Das Programm dieses Abends erklärte Volker Möller als die „Nachklänge des Besuchs der Familie Mozart in London von 1762 - 1765“. Bei diesem Besuch habe die erste Berührung des jungen Wolfgang Amadeus Mozart mit der Musik Georg Friedrich Händels stattgefunden. Auch Johann Christian Bach habe der junge Mozart dort kennengelernt und sich von Werken und Wirken beider inspirieren lassen.

Auch im stringenten Programm von NeoBarock waren im Folgenden mehrere Bearbeitungen Bach‘scher Werke durch Mozart zu finden. Darunter Mozarts Konzert in D-Dur nach Bachs Claviersonate op. 5/2, bei dem vor allem der tolle Cembaloklang und das virtuose Spiel von Cembalist Edwards hörbar wurden.

Bei Mozarts Duo in G-Dur für Violine und Viola überzeugten Ries und Möller dann durch wunderbares Wechselspiel und harmonischen Dialog. Sie beeindruckten mit technisch höchster Präzision und äußerst feinen Abstufungen in der Dynamik. Das Publikum reagierte begeistert auf das virtuose Können der Musiker.

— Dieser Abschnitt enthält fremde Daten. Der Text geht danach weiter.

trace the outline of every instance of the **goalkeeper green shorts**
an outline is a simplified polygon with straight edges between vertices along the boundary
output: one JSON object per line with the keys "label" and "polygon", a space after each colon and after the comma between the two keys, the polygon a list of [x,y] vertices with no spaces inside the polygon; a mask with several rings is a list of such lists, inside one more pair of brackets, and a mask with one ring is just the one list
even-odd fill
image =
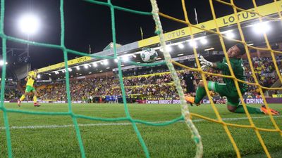
{"label": "goalkeeper green shorts", "polygon": [[239,105],[240,97],[236,89],[228,87],[226,84],[219,84],[213,81],[209,81],[209,86],[213,86],[214,90],[219,93],[221,96],[226,96],[227,98],[227,105],[234,107]]}
{"label": "goalkeeper green shorts", "polygon": [[30,93],[31,91],[35,91],[35,88],[33,86],[27,86],[27,87],[25,88],[25,92],[26,93]]}

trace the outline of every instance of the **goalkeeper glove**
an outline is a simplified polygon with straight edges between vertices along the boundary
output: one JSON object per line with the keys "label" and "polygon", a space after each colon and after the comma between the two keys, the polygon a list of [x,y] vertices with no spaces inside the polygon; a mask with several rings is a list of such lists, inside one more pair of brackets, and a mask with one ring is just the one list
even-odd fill
{"label": "goalkeeper glove", "polygon": [[204,58],[204,57],[202,56],[202,55],[200,57],[199,60],[201,62],[200,62],[201,65],[202,65],[201,68],[202,68],[202,70],[205,70],[205,69],[207,69],[207,67],[213,67],[213,65],[214,65],[212,64],[212,62],[205,60],[205,59]]}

Bei Carl Philipp Emanuel Bachs Sonate in d-Moll bewies das Quartett, dass ihm auch dramatischere, schwere Töne liegen. Auch hier trumpften sie mit sehr feinen, sauberen, Abstufungen in der Dynamik auf.

Auf Publikumswunsch erfolgte eine Zugabe, das Allegro des letzten Satzes von Gottfried Heinrich Stölzels Quartett in G-Dur. Einmal mehr überzeugten die vier Musiker mit perfektem Timing, sauberer Intonation und wunderbar homogenem Klang.

Das Publikum honorierte die hervorragende Leistung der Musiker mit langanhaltendem, enthusiastischem Applaus und „Bravo“-Rufen.

Werke Bachs möchte Claudia Nehring auch in der kommenden Saison der Marburger Schlosskonzerte präsentieren. Dann in Form von Wort und Musik.

Zu den Bach‘schen Fugen sollen dann Texte des österreichischen Schriftstellers Robert Schneider gesprochen werden. Um diesen Programmwunsch umsetzen zu können, suchen die Marburger Musikfreunde noch Unterstützer.